Mais là du point de vue israélien, un autre problème se pose. Ils demandent un vrai pouvoir, une vraie voix palestinienne. Une voix qui ne jouerait pas un double jeu (politique et terroriste) et travaillerait uniquement dans le sens de la paix. La fin des année 90 a connu un leader israélien qui aurait pu faire avancer les choses, si malheureusement il n’avait pas été assassiné pas un extrémiste. Car au final, une des bases du problème est aussi les extrémistes politiques des deux côtés.

 

Lors de nos discussions, il aura aussi été abordé le sujet des problèmes de gestion palestinienne, en l’occurrence à Gaza. Ils sont assez critiques, car Israël fourni eau, électricité et nourriture, mais en échange ils reçoivent des roquettes et des attaques (je cite seulement ce qu’on nous a dit).

 

Nous aurons aussi des échanges avec des jeunes pour qui l’armée n’est pas un lointain souvenir. L’armée a une grande place dans la vie des Israéliens, vu le temps que chaque jeune y passe. Personne ne semble remettre en cause un service aussi long, mais à demi-mot on nous dit que oui, quand on est armé jusqu’aux dents à 18 ans, et qu’on est dans une situation complexe où l‘on a peur, on peut tirer sans réfléchir. Est-il judicieux de confier la sécurité et la surveillance des zones conflictuelles à des jeunes de ces âges-là, je n’ai pas de réponse, mais la question est là aussi épineuse.

 

Tout n’est pas noir d’un côté et blanc de l’autre.

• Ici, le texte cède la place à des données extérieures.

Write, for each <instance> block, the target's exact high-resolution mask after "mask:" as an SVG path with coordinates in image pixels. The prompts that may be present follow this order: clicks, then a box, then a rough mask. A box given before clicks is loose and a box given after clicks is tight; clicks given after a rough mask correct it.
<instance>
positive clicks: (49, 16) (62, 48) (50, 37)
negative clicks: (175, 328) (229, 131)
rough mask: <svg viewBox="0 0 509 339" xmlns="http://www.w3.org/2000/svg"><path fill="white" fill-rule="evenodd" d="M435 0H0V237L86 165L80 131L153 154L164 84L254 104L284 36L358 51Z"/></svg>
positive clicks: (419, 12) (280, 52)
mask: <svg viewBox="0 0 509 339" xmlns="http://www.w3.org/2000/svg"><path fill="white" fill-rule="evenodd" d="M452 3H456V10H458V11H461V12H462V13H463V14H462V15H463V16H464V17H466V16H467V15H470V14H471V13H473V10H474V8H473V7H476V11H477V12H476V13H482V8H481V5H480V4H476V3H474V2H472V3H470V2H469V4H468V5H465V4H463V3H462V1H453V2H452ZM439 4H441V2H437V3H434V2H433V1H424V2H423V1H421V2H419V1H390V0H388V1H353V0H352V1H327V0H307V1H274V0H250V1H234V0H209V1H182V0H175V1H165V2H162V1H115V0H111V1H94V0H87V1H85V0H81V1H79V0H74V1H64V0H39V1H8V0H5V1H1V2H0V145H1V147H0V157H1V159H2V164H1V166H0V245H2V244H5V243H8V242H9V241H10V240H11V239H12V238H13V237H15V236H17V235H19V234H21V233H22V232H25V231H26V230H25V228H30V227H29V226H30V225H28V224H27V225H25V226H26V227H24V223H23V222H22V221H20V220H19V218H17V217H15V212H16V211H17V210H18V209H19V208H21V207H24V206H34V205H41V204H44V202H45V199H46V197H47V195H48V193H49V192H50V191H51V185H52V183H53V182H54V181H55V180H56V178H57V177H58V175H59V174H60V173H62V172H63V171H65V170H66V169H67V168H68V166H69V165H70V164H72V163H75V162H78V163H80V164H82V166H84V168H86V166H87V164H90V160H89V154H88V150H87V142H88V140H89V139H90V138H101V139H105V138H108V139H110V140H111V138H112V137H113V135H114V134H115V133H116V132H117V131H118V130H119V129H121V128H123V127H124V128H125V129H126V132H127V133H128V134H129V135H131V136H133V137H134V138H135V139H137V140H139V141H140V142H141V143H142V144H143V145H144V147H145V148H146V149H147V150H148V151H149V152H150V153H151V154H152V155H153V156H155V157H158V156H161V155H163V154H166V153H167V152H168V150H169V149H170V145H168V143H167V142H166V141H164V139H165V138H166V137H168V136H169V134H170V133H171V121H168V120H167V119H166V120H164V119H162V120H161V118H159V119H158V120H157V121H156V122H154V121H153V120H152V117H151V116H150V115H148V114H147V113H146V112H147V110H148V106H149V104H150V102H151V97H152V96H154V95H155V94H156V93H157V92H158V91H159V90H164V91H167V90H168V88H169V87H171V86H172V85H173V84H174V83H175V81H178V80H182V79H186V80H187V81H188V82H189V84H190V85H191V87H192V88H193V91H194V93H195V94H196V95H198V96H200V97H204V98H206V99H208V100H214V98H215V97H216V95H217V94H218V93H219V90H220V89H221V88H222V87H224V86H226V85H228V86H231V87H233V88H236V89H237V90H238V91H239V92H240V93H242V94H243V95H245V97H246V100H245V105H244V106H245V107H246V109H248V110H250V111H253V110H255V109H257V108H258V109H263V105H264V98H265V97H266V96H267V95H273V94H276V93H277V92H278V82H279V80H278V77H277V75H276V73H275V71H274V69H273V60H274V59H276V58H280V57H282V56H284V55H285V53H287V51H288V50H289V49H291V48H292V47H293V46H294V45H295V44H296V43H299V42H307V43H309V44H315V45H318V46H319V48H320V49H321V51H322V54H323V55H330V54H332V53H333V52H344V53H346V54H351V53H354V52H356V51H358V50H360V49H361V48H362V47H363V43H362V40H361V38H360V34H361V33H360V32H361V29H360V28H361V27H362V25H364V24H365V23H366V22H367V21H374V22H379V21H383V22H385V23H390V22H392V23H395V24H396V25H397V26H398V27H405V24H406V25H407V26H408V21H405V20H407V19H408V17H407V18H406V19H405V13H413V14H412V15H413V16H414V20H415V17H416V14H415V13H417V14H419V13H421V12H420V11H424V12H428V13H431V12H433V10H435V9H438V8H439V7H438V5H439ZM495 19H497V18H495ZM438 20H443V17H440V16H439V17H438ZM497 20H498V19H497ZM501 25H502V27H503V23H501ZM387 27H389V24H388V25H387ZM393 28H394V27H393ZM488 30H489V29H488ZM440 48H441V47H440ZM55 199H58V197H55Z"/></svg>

Quand on écoute Israéliens et Palestiniens (hors extrémiste bien entendu), chaque discours semble cohérent et tombe sous le sens. Aucun des deux camps ne semble avoir de revendication inconsidérée, alors il faut probablement trouver une vérité entre les deux. Ce que je retiens en résumé, c’est qu’il y a une volonté de faire respecter les accords territoriaux de 1967, mais une autre de se protéger aussi comme il se doit. Reste à ce que la politique des deux côtés soit dorénavant à la hauteur de la volonté des peuples, et peut être que les instances internationales cessent la politique de l’autruche.